Here is an exemple : the first link of this post display a number of 4014 sequencies, when the python request get me 3957 Protein UID. 这是一个例子：这篇文章的第一个链接显示了4014个序列，当python请求给我3957 Protein UID时。

I tried some other approaches such as getting all the protein UID linked from a taxonomy UID. 我尝试了其他方法，例如从分类法UID中获取所有蛋白质UID的链接。 This usualy give you more sequencies than wanted since there are different bioprojects (also give you some doubles with different names and same Fasta). 由于存在不同的生物项目，这通常会给您带来比预期更多的序列（也为您提供了一些具有不同名称和相同Fasta的双打）。

Is there a way to do this, one which migth work? 有没有一种方法可以做到这一点？

1 个解决方案

I also find working with NCBI extremely frustrating. 我还发现与NCBI合作非常令人沮丧。 I am amazed that such a data source doesn't even provide us with a clean cut way of download. 令我惊讶的是，这样的数据源甚至没有为我们提供清晰的下载方式。 Instead, it offers some terrible cross linkings and let the users go figure the whole thing themselves. 相反，它提供了一些可怕的交叉链接，并让用户自己去了解整个过程。

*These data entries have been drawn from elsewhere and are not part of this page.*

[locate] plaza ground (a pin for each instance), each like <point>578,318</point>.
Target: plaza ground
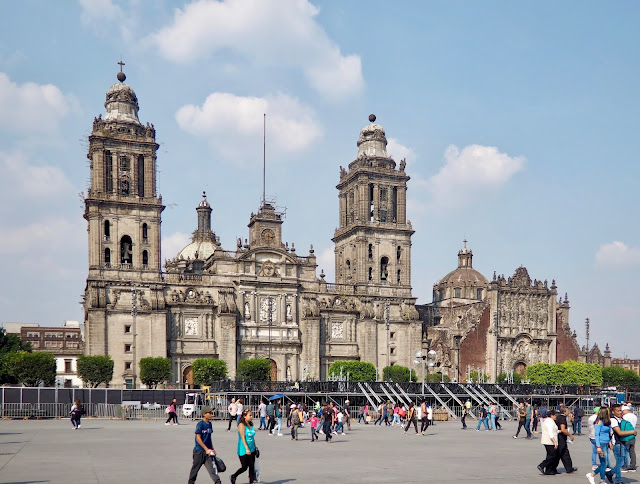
<point>113,451</point>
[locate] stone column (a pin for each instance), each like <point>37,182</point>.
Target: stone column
<point>227,342</point>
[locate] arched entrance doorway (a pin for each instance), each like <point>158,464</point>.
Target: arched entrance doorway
<point>520,368</point>
<point>273,374</point>
<point>187,377</point>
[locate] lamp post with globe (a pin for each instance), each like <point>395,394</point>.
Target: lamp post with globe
<point>420,358</point>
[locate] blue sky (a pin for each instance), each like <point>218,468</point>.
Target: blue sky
<point>518,122</point>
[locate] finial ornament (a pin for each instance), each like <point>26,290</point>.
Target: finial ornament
<point>121,76</point>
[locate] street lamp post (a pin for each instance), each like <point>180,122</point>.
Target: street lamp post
<point>134,313</point>
<point>386,323</point>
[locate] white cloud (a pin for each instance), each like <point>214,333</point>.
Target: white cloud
<point>399,152</point>
<point>234,124</point>
<point>32,108</point>
<point>281,33</point>
<point>28,180</point>
<point>326,262</point>
<point>103,16</point>
<point>616,254</point>
<point>470,172</point>
<point>173,244</point>
<point>52,236</point>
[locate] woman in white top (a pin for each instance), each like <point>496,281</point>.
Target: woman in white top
<point>550,442</point>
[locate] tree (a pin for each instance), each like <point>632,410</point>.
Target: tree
<point>10,343</point>
<point>31,369</point>
<point>358,370</point>
<point>398,373</point>
<point>206,370</point>
<point>94,370</point>
<point>567,373</point>
<point>154,371</point>
<point>256,369</point>
<point>517,378</point>
<point>618,376</point>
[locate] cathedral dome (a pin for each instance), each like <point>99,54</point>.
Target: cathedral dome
<point>372,141</point>
<point>121,104</point>
<point>198,249</point>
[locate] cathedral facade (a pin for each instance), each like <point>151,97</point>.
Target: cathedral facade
<point>260,299</point>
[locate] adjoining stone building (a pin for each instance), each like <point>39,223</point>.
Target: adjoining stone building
<point>260,299</point>
<point>498,326</point>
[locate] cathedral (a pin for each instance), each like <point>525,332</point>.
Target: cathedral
<point>260,299</point>
<point>263,299</point>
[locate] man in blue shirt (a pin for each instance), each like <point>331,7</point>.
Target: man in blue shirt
<point>204,451</point>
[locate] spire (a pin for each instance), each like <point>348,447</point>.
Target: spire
<point>372,141</point>
<point>465,256</point>
<point>121,103</point>
<point>204,220</point>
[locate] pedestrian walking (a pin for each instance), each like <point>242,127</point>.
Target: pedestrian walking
<point>327,422</point>
<point>630,440</point>
<point>246,447</point>
<point>262,409</point>
<point>550,441</point>
<point>563,434</point>
<point>313,423</point>
<point>171,411</point>
<point>76,412</point>
<point>233,411</point>
<point>411,418</point>
<point>203,450</point>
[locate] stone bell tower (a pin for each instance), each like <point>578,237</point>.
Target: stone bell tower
<point>373,240</point>
<point>123,299</point>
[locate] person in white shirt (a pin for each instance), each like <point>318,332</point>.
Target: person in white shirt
<point>592,437</point>
<point>550,442</point>
<point>233,411</point>
<point>629,416</point>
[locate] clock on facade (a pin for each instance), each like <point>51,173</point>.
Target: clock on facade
<point>191,326</point>
<point>268,236</point>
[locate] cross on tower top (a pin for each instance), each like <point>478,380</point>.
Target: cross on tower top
<point>121,76</point>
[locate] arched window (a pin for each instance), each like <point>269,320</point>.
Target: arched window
<point>108,172</point>
<point>126,250</point>
<point>384,273</point>
<point>140,175</point>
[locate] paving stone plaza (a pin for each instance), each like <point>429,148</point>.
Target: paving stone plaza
<point>114,451</point>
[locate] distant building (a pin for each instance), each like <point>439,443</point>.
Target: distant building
<point>64,342</point>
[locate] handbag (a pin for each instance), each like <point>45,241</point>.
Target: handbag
<point>220,465</point>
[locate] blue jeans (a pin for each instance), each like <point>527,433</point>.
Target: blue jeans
<point>594,452</point>
<point>619,451</point>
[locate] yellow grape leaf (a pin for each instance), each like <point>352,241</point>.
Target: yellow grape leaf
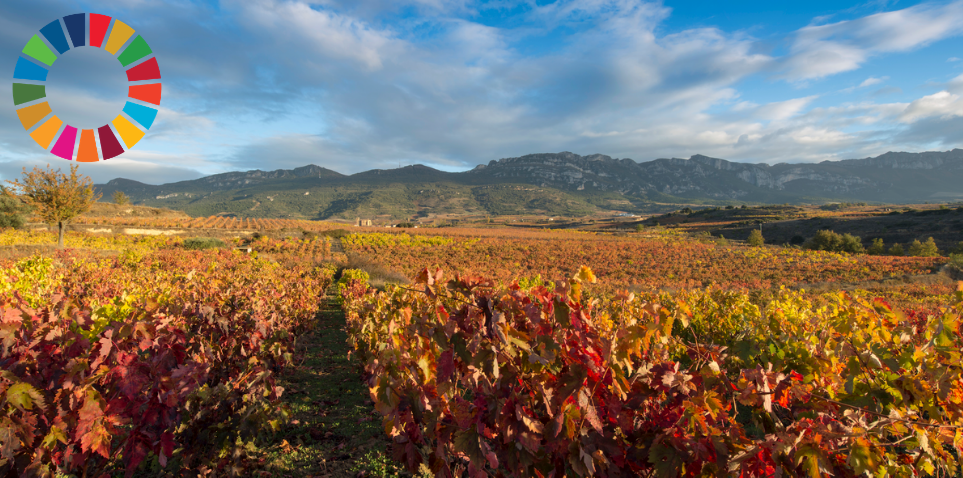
<point>585,275</point>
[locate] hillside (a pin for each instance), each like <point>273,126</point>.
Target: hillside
<point>556,184</point>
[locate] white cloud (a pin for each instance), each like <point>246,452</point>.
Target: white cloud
<point>818,51</point>
<point>781,110</point>
<point>943,104</point>
<point>872,81</point>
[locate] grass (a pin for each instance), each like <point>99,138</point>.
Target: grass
<point>335,431</point>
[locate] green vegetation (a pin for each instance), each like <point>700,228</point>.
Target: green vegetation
<point>830,241</point>
<point>12,211</point>
<point>878,248</point>
<point>924,249</point>
<point>756,239</point>
<point>120,198</point>
<point>197,243</point>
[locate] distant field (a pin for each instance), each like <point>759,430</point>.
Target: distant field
<point>276,321</point>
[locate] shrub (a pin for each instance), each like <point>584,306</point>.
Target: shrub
<point>11,211</point>
<point>198,243</point>
<point>336,233</point>
<point>825,240</point>
<point>924,249</point>
<point>756,239</point>
<point>878,248</point>
<point>477,379</point>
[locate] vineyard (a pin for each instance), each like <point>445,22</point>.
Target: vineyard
<point>477,379</point>
<point>212,222</point>
<point>507,352</point>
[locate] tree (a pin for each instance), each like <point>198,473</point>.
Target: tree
<point>830,241</point>
<point>878,248</point>
<point>924,249</point>
<point>756,239</point>
<point>11,210</point>
<point>56,197</point>
<point>852,244</point>
<point>120,198</point>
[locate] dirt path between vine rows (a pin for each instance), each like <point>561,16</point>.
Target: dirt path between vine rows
<point>334,431</point>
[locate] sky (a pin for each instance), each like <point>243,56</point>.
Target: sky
<point>353,85</point>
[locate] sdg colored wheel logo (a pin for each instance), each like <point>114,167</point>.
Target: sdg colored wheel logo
<point>96,31</point>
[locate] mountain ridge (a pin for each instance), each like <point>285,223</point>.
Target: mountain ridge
<point>562,183</point>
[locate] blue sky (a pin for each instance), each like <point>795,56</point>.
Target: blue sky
<point>362,84</point>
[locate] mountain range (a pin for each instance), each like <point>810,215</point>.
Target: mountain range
<point>555,184</point>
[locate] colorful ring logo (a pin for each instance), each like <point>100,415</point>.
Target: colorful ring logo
<point>143,76</point>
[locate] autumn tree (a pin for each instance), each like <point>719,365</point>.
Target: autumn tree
<point>120,198</point>
<point>924,249</point>
<point>11,210</point>
<point>878,248</point>
<point>56,197</point>
<point>756,239</point>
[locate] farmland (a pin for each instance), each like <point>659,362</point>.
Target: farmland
<point>337,353</point>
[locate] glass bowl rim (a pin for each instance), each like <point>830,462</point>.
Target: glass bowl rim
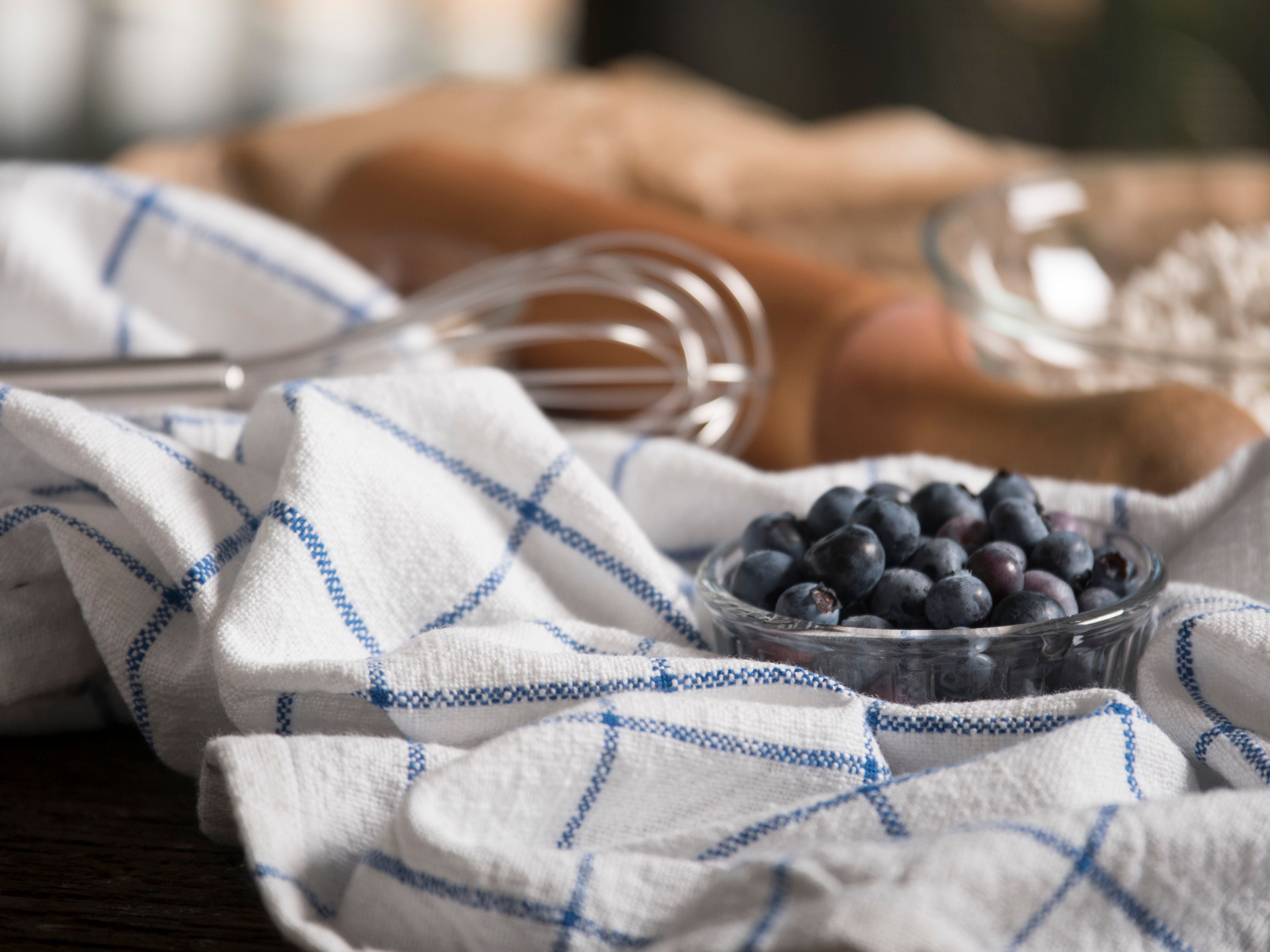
<point>719,601</point>
<point>1019,318</point>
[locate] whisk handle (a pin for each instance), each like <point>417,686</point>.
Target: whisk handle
<point>200,379</point>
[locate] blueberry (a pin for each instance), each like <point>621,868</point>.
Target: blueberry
<point>889,489</point>
<point>865,621</point>
<point>901,598</point>
<point>963,678</point>
<point>776,532</point>
<point>1018,521</point>
<point>1064,554</point>
<point>1095,598</point>
<point>937,503</point>
<point>1112,570</point>
<point>1018,553</point>
<point>966,531</point>
<point>809,602</point>
<point>997,568</point>
<point>1027,608</point>
<point>1008,485</point>
<point>763,577</point>
<point>895,525</point>
<point>1052,586</point>
<point>850,562</point>
<point>1061,521</point>
<point>1083,668</point>
<point>958,602</point>
<point>938,558</point>
<point>832,511</point>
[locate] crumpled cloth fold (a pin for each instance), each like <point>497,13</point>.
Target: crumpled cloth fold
<point>442,678</point>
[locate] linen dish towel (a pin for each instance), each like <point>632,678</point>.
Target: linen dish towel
<point>441,680</point>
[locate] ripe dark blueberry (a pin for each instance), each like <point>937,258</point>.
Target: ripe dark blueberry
<point>966,531</point>
<point>1095,598</point>
<point>937,503</point>
<point>997,568</point>
<point>938,558</point>
<point>1112,570</point>
<point>901,598</point>
<point>895,525</point>
<point>778,532</point>
<point>1008,485</point>
<point>1061,521</point>
<point>1013,549</point>
<point>809,602</point>
<point>1052,586</point>
<point>1064,554</point>
<point>832,511</point>
<point>850,562</point>
<point>889,489</point>
<point>963,678</point>
<point>761,577</point>
<point>1018,521</point>
<point>958,602</point>
<point>1025,608</point>
<point>865,621</point>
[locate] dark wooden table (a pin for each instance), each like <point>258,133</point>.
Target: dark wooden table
<point>99,850</point>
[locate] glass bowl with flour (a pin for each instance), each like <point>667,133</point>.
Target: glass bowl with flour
<point>1117,275</point>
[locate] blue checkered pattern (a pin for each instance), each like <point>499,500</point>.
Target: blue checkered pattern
<point>463,700</point>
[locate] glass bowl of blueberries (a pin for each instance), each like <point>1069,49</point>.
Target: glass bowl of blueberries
<point>938,596</point>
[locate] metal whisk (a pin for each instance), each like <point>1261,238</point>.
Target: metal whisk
<point>700,322</point>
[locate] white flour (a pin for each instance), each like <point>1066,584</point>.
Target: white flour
<point>1211,285</point>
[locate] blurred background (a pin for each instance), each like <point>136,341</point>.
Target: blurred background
<point>82,79</point>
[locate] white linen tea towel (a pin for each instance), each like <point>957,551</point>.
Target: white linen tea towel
<point>440,681</point>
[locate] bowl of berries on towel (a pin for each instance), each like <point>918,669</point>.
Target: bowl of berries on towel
<point>938,594</point>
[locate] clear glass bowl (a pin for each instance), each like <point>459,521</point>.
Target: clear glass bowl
<point>1093,649</point>
<point>1033,263</point>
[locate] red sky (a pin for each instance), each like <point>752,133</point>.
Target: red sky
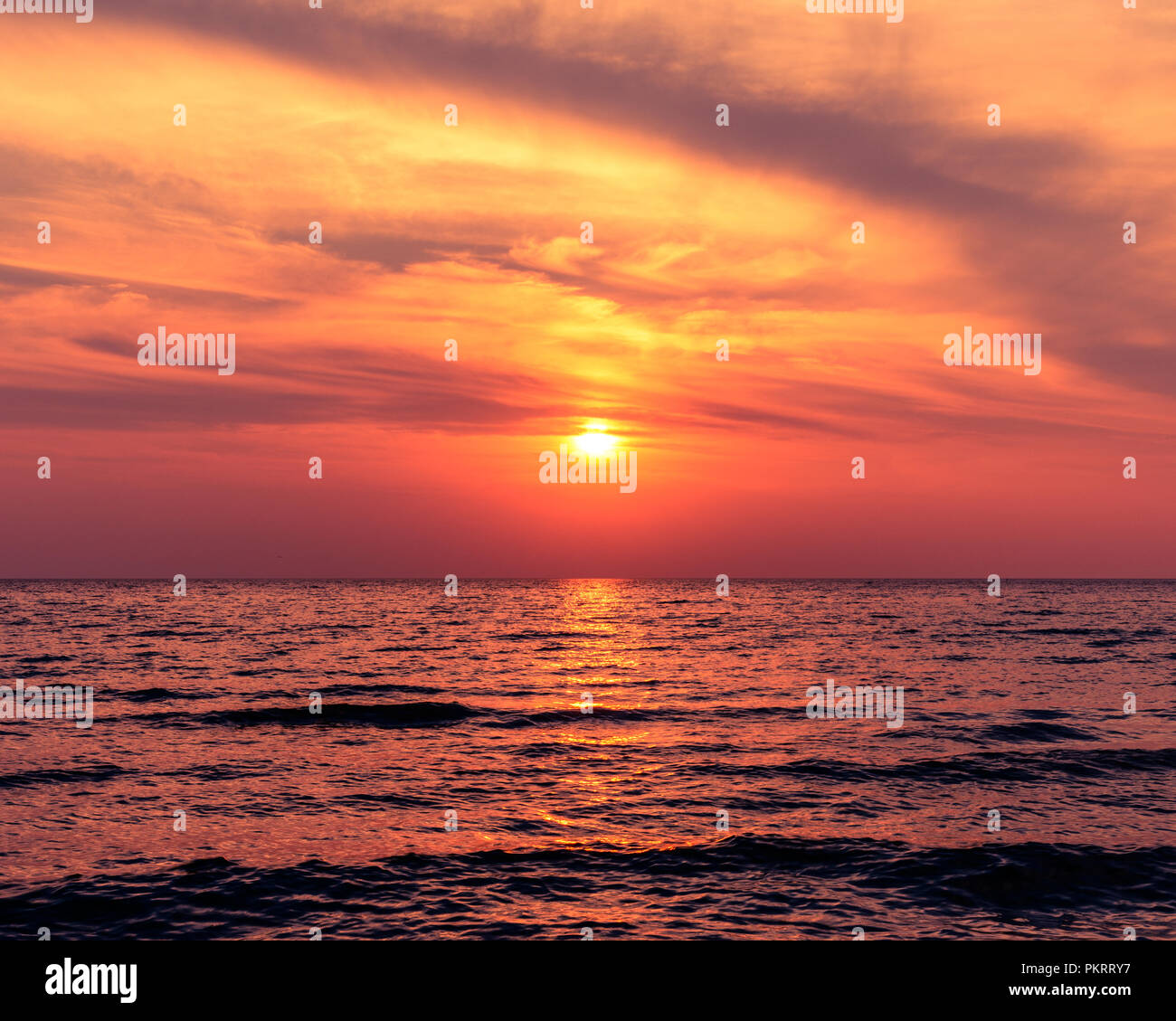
<point>701,233</point>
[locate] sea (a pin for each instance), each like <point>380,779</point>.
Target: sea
<point>591,759</point>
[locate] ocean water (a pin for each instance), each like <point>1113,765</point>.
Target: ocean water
<point>608,820</point>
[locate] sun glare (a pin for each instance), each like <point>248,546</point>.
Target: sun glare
<point>595,442</point>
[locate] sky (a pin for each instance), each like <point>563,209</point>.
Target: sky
<point>701,233</point>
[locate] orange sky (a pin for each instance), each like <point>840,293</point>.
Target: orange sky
<point>701,232</point>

My solution is from this post 我的解决方法是从这篇文章

How to Download Bacterial Genomes Using the Entrez API 如何使用Entrez API下载细菌基因组

Be sure change the db to "nuccore" and rettype to "fasta_cds_aa". 确保将数据库更改为“ nuccore”，并重新键入“ fasta_cds_aa”。 Also check the downloaded fasta file for its taxonomy id to make sure it is exactly the strain you ask (This last one messed me up big time, hard learned lesson). 还要检查下载的fasta文件的分类法ID，以确保它恰好是您所要求的类型（最后一个使我很费时间，这是很难学的课）。